• Do, 09.05.2019

    IN MUSIK IST ETWAS, DAS SICH AUF DIE KREATUR WOHLTUEND ÜBERTRÄGT

    08:41h. Ja was für eine Kreatur ist man denn eigentlich selbst? Ich bin durchgewirkt von den letzten Wochen. Wie Alexander-Arnold den Eckball reingebracht hat, und die komplette Barca-Mannschaft noch rumtrödelte, auf so einen Moment warte ich.
    Jetzt der erste freundliche und lichthaltige Morgen seit Tagen. Vogelgeflöte, ferner der norddeutsche Dialekt Luhmanns liegen in der Luft. 

    Zwischendurch, hinter den Blockaden, an von kaltem Regen gepeitschten Häusern vorbei, die Farbe dort dunkler, wo die Nässe ins Gemäuer eingesickert ist, und ich nehm an, ich denke auch dunkler, wo bei mir die Nässe eingesickert ist.
    Der Monat Mai, die ersten Maitage waren mir alle morgens, gleich nach dem Aufwachen sofort zum Feind geworden. Unangenehm. Und mit dem Zurückschießen ist es ja auch so eine Sache. FRIEDEN bitte.

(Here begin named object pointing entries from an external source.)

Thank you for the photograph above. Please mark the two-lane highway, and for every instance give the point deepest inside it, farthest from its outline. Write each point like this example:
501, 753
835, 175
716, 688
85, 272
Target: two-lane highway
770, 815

    In den Straßen mit schwarzen Kabelbindern an Fallrohre gefesselte Maibäume, die letzten acht Tage haben das Kreppband schon fast ganz aus den Bäumen geweht. Wie acht Tage etwas altern lassen können. In den dürren Birken hängen stabile rote Pappen, manchmal in Herzform geschnitten, weiße dünne Zettel in Din a 4, zugesägte Holztafeln, dick mit Edding drauf: 

    Nika
    Marie
    Charlotte
    Hinni
    Luise
    Lena
    Jana & Romina (wie die beiden sich wohl einigen darüber?)

    Holz spricht sinnlicher
    und überlegter
    als Worte –

    Hier kommt grad das Zeichen, also weiter jetzt an meinem Formenwerk.

  • Mi, 01.05.2019

    BLESSED ART THOU AMONG WOMEN

    Wie ist das Wetter auf dem Chrysanthementhron, und wie geht es mir eigentlich, was ist das für ein schweres Gestein, das mir morgens im Magen liegt, gestern, vorgestern, vorvorgestern – anstrengend, das Tasten nach hinten, da hab ich jetzt keinen Bock drauf, also lass ichs sein, aber: warum liegt es da?

    In der Galerie Sander die Porträt-Fotos bekannter politischer Aktivisten meines jüdischen Zahnarztes, draußen schien die Sonne, und ich stand da vor Julian Assange und dachte: ja, was kann man eigentlich über dich wirklich sagen, jetzt, was bist du für einer?

    Im Atelier resignative Schauer. Die Kälte im Blick, von der Sonne gemacht. Anflüge von Behaglichkeit, wenn ich daran denke, in einem Schneesturm von George Bellows spazieren zu gehen.

    Freud behauptet ja,

    dass Kacken eine der frühen sexuellen Erfahrungen des Kindes ist.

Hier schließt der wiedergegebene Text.